Posted on 02/21/2010 11:35:13 AM PST by cajuncow
WASHINGTON (Associated Press) -- Top researchers now agree that the world is likely to get stronger but fewer hurricanes in the future because of global warming, seeming to settle a scientific debate on the subject. But they say there's not enough evidence yet to tell whether that effect has already begun.
Since just before Hurricane Katrina hit Louisiana and Mississippi in 2005, dueling scientific papers have clashed about whether global warming is worsening hurricanes and will do so in the future. The new study seems to split the difference. A special World Meteorological Organization panel of 10 experts in both hurricanes and climate change _ including leading scientists from both sides _ came up with a consensus, which is published online Sunday in the journal Nature Geoscience.

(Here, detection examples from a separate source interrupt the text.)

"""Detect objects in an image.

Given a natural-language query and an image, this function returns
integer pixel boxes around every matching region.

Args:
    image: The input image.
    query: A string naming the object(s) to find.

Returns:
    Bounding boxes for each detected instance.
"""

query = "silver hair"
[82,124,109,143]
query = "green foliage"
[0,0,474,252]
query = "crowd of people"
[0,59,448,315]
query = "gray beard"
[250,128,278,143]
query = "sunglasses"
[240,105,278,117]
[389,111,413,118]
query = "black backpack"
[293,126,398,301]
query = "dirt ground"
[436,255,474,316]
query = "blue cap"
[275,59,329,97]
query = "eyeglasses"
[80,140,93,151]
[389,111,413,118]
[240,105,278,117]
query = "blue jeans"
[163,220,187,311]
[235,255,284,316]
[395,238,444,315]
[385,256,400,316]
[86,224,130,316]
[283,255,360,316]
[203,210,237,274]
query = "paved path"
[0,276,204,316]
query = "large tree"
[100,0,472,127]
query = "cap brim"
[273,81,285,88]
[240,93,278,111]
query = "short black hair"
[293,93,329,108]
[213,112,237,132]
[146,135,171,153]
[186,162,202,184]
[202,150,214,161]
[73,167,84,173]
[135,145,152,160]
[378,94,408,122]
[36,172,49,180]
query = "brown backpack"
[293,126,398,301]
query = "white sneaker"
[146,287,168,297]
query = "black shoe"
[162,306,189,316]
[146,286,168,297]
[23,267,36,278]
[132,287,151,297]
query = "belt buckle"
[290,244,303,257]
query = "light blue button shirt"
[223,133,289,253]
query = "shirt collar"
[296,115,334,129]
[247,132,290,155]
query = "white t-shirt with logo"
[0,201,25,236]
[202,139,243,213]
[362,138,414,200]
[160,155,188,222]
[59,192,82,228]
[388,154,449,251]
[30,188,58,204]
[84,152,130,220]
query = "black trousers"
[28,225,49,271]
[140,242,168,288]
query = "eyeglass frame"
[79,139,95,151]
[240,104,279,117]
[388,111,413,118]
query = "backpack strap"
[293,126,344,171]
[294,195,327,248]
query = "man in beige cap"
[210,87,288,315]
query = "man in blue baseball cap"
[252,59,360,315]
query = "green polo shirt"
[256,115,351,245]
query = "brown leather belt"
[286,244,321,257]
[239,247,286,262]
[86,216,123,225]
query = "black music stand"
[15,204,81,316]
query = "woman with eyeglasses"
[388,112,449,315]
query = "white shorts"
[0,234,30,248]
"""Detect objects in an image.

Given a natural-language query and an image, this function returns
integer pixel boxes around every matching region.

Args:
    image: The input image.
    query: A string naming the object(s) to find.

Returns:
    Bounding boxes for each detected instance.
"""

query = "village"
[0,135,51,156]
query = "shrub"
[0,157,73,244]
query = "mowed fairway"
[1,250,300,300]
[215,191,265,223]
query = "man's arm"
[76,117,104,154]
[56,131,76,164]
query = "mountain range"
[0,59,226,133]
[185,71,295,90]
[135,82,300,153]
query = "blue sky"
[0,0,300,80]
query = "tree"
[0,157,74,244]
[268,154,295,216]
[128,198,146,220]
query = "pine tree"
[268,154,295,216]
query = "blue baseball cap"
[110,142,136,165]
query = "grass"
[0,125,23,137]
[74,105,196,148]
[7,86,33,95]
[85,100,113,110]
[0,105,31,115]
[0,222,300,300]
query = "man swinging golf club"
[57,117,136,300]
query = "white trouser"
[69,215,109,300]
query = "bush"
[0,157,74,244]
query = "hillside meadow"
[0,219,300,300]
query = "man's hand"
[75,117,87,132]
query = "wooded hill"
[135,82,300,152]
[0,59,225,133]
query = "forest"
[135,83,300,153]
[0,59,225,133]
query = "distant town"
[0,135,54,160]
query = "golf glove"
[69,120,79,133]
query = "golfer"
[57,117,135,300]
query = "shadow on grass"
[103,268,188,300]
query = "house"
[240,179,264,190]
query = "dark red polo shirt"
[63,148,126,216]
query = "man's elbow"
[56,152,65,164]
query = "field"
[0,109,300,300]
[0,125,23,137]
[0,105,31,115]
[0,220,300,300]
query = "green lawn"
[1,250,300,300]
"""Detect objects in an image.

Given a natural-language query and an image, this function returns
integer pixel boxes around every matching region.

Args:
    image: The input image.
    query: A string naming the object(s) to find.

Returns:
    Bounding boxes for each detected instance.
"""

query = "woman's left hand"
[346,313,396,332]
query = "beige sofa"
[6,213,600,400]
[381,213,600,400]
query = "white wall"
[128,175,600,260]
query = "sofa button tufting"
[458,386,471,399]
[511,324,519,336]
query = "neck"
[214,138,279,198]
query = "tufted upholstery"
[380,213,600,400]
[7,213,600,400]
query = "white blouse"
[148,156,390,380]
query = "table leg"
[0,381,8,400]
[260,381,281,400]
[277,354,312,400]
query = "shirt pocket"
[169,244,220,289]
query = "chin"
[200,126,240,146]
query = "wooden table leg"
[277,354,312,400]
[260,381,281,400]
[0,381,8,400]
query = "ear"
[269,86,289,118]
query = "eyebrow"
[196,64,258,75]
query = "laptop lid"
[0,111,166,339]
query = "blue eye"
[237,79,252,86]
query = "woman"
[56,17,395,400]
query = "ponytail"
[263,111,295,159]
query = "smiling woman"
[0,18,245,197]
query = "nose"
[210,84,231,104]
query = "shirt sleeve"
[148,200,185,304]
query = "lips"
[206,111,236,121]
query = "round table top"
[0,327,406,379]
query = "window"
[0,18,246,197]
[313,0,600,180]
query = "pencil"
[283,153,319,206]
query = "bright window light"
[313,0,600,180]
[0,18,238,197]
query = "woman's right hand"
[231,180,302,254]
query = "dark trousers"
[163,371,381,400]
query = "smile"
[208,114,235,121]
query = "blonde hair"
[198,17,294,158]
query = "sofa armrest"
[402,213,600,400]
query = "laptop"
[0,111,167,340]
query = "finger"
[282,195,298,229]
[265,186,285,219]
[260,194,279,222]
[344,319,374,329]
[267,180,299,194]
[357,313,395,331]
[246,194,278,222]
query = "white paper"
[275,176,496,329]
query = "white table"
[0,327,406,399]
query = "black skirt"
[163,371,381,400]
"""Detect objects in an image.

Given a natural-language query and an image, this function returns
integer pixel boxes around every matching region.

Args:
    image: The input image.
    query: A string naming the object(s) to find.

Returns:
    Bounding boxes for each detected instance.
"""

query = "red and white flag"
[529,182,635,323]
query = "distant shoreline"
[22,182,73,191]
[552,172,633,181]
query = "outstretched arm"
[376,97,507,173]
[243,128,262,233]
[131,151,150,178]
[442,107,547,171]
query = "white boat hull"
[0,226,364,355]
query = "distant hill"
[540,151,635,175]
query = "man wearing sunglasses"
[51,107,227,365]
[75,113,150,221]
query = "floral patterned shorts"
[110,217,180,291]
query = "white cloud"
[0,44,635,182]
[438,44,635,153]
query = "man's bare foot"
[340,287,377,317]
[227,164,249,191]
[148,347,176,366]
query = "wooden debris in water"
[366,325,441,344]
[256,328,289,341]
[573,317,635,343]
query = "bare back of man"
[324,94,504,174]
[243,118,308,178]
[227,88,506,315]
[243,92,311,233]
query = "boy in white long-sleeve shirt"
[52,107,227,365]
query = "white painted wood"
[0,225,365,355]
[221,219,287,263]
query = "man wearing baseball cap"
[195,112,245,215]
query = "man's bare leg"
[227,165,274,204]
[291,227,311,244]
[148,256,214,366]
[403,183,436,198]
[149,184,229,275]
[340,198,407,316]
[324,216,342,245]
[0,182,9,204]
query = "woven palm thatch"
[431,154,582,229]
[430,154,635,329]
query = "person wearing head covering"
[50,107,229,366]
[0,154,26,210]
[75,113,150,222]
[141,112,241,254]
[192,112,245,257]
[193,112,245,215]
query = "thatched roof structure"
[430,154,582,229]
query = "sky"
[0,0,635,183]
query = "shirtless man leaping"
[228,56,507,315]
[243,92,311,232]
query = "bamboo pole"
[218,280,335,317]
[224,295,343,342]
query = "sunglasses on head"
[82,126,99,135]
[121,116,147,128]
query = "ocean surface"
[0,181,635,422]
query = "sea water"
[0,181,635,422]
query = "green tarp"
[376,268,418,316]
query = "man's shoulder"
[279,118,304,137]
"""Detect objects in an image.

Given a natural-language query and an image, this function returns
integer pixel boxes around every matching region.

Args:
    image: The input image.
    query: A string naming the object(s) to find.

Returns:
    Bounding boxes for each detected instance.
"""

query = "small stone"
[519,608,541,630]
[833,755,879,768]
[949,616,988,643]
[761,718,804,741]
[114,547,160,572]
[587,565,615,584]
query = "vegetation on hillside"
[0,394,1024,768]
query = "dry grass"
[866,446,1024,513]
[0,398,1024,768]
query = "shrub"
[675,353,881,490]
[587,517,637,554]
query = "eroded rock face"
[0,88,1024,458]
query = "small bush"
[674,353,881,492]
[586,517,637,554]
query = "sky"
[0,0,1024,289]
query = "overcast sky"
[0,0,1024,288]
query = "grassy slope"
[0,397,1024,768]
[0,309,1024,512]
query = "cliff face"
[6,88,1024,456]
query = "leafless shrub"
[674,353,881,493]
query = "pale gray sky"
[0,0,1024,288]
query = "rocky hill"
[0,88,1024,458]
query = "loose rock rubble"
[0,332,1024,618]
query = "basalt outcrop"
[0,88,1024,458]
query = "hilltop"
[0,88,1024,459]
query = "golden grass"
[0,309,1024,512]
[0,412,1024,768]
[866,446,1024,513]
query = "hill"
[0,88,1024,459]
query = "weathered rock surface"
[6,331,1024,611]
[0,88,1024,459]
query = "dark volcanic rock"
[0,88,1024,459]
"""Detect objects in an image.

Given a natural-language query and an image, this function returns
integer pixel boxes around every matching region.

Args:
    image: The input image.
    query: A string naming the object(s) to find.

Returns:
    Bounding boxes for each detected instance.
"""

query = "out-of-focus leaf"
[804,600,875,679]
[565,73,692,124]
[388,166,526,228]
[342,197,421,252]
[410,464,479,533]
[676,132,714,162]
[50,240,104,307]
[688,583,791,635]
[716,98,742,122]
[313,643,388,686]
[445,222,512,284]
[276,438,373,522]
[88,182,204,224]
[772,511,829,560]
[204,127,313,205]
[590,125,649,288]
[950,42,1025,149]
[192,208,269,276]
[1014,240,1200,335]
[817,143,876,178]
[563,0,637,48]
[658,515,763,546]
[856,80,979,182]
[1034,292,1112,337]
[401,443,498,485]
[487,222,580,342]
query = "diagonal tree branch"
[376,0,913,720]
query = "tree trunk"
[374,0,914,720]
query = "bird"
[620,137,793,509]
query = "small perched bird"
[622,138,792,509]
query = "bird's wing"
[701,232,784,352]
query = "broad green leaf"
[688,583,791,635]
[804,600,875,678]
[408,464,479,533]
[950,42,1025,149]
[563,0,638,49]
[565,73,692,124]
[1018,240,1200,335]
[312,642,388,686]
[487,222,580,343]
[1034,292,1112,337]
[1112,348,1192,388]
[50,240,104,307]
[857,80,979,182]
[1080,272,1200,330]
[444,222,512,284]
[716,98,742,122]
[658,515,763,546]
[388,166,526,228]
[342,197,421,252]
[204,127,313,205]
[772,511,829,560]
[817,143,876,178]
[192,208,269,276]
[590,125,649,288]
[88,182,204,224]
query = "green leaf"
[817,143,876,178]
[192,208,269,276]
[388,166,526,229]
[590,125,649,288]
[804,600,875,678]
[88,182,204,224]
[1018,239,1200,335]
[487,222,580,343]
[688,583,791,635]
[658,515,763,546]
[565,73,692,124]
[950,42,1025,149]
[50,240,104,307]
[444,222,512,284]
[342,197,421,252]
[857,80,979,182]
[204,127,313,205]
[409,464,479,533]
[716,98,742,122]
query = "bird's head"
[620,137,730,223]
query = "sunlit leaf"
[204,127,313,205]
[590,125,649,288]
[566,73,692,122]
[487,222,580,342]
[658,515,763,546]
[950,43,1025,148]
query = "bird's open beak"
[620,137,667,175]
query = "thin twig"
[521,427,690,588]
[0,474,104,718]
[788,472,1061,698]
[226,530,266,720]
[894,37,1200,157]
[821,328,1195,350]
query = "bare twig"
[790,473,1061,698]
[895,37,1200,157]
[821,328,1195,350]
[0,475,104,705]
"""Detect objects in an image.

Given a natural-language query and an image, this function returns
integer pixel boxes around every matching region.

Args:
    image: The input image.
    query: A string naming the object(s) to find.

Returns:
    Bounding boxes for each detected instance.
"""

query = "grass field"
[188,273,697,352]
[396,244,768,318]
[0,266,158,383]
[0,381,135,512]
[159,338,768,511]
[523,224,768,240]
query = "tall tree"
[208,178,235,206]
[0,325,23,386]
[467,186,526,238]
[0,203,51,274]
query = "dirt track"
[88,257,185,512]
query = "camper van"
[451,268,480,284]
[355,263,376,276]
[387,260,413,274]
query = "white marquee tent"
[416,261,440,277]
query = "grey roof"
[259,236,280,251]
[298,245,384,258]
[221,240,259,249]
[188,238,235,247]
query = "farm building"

(Excerpt) Read more at ww2.cox.com ...
Here is the funny thing. Big storms are driven by temperature differentials between the poles and the equator. So if global warming is true, we should see greater warming at the poles, which drops the differntial between the poles and equator which should mean less storms and of less intensity. Ironically, that is what we have seen since Katrina, but the global warming people are so wedded to scare stories, that they can’t even latch onto the one thing that can possibly corroborate their predictions, because it doesn’t sound scary enough. (Note: yes I understand the weather is much more complicated than that)
The global warming theory is extremely robust to scientific observations: ALL observations confirm it.